Presentation by Jennifer Marsman Principal Engineer at Microsoft blog.msdn.microsoft.com/jennifer
Supervised Learning and Unsupervised Learning
Supervised Learning - Requires labeled data
Unsupervised Learning - Does not require labeled data
Supervised Learning: using historic data to make new inferences.
Unsupervised learning: make sense of data without labels, cluster similar things together, look for relationships, form groups, explore the data.
Reinforcement learning: semi-supervised learning. Look at our Markov Decision Process post. Also AlphaGO.
This Kaggle competition, supervised learning will be helpful.
Regression vs Classification
Regression: predicts the cost of a home, sales number, for example zillow dataset, develop a mathematical model.
Classification: YES/NO, categorical, discrete, team A,B,C.
Machine Learning Terminologies
Features: number of bathroom, zipcode,
Training vs inference:
Data split: don't want to use up all data for training. Need to witheld data so that can test out how the model perform for data it has never seen. 15 years ago 70% 30% data split was the gold standard. `
Cross Validation K Fold: divide train data into 10 chunks, use 9 for train 1 for validation, then shuffle and do the same, use another 1 portion for validation.... Use different 9 and test with a different hold out.
Precision, Recall, Accuracy
Azure for ML
- Data Science virtual machine include all the common data tools, pre-installed. Anaconda, R, Python, Tensorflow, common deep learning frameworks and tools.

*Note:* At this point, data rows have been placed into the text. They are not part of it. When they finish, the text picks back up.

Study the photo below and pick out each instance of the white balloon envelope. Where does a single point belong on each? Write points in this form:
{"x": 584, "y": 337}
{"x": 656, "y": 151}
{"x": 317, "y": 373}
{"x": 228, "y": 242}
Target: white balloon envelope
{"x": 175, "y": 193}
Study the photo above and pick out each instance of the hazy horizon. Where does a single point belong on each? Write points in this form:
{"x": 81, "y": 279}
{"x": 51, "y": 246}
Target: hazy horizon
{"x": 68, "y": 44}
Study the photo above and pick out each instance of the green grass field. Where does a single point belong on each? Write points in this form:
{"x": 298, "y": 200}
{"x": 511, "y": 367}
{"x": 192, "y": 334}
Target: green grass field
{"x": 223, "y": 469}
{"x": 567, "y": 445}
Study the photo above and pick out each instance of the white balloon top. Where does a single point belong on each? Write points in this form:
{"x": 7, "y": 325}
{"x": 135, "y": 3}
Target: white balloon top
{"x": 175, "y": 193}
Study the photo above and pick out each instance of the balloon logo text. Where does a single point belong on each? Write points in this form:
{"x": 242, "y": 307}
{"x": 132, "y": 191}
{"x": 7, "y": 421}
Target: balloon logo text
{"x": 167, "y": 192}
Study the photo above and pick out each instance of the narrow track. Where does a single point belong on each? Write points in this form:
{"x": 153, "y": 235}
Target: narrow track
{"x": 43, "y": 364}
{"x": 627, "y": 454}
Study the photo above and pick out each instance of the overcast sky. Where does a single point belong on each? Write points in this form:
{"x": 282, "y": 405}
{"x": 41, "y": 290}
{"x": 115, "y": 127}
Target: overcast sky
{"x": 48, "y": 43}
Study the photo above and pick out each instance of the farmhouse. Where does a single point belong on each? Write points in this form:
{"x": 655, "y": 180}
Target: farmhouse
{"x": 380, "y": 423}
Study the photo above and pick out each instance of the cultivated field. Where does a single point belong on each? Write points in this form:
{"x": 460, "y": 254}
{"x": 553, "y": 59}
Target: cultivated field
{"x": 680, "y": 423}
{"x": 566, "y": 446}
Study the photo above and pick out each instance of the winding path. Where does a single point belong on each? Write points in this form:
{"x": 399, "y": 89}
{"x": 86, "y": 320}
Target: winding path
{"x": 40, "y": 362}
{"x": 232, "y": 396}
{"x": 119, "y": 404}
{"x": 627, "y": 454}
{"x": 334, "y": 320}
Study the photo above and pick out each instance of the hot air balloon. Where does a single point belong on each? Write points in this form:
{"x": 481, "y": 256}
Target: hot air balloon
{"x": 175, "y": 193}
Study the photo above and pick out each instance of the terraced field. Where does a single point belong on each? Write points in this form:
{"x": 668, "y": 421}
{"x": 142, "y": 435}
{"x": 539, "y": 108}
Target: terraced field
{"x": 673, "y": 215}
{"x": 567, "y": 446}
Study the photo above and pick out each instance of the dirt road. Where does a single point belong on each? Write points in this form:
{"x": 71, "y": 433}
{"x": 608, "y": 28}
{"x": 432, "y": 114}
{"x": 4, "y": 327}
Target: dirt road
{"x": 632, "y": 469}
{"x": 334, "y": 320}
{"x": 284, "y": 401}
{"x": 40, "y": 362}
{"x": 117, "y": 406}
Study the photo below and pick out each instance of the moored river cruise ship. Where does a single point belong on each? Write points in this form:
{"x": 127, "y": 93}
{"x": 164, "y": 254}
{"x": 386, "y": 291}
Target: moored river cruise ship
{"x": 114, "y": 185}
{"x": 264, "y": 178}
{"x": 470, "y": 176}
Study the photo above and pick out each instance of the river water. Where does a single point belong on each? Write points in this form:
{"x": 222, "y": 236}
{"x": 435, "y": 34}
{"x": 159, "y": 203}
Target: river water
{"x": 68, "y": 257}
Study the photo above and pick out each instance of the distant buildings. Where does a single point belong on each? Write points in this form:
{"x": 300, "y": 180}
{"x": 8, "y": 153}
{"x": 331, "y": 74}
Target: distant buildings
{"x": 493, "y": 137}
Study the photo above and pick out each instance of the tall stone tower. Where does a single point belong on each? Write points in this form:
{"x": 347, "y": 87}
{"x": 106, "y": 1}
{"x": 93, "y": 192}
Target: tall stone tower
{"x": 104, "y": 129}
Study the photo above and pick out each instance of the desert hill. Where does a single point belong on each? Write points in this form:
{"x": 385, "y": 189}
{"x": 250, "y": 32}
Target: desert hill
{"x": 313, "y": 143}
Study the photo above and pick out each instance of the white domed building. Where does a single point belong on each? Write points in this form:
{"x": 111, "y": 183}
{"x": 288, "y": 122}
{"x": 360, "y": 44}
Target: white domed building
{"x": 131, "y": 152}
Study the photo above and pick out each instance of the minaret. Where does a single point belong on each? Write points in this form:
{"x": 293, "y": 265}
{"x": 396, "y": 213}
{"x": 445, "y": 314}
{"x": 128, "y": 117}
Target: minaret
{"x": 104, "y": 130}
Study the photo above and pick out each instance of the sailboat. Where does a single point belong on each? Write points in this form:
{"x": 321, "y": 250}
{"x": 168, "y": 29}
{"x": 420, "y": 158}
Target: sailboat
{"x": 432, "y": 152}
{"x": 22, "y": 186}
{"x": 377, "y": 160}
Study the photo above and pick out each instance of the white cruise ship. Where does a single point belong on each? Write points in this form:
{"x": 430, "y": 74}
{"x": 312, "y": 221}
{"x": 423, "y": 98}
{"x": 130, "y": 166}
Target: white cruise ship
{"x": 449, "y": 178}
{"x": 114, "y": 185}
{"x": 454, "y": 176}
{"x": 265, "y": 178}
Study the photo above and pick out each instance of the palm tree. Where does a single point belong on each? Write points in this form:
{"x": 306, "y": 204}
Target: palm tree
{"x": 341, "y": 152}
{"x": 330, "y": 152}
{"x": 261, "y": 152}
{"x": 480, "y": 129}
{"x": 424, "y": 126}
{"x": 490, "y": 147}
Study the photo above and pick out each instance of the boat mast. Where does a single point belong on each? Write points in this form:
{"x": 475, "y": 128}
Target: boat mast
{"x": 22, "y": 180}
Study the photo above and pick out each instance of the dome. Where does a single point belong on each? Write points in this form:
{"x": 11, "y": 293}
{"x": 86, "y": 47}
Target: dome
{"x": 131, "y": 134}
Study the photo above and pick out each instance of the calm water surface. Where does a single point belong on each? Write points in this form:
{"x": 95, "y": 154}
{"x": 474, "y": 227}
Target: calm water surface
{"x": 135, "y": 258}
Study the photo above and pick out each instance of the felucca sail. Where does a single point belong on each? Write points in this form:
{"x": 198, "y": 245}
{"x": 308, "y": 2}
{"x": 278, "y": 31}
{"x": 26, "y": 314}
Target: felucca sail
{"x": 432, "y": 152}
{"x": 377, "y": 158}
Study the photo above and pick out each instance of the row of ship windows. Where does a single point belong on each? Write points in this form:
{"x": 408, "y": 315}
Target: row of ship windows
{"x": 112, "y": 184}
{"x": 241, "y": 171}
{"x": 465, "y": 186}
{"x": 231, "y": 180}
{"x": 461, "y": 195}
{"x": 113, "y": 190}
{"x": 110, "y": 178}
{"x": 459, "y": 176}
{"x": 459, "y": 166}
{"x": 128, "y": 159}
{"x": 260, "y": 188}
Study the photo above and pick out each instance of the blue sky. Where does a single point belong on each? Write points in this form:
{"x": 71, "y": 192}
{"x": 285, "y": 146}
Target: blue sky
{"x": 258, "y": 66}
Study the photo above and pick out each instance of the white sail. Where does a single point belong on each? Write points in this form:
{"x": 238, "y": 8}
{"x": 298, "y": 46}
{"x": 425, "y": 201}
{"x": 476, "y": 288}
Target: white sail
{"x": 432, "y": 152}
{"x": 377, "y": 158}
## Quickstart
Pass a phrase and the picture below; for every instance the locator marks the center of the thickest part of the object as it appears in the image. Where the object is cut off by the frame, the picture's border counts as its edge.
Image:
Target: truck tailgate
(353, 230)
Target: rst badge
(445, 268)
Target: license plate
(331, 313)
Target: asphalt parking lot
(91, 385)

- Batch AI, train models at scale.
- Azure credits.
Deep neural networks require a lot of data. Transfer Learning can help when that is not available. For example if we only 2000 images.
In the earlier layers the NN is recognizing shapes, edges. Not until much later it is recognizing actual images.
Use known dataset and architecture that already figure out edges and shapes, and only fine tune the final layers.
Learning Resources on Microsoft
Microsoft School of AI
Microsoft tutorials for analytics, Microsoft AI learning via github, Microsoft for AI, Microsoft Program for Data Science, Microsoft Program for Data Analysis. https://azure.github.io/learnAnalytics-public/
Tutorial Presentation Getting Started on Kaggle
Vani Mandava Director Data Science Microsoft Research @vanimt
Kaggle Competition Overview and Tutorial
Oil palm tree produces palm oil in Africa and South Central America through deforestation. High resolution satellite image and computer vision helps us track this environmental issues. Dataset created by the West Big Data Hub and WiDS Datathon Committee. Develop a model to detect whether an oil palm plantation is present. This competition has ended.
Supervised learning problem with image vision. 15K images in training, 4K images in test set, 2K images in holdout.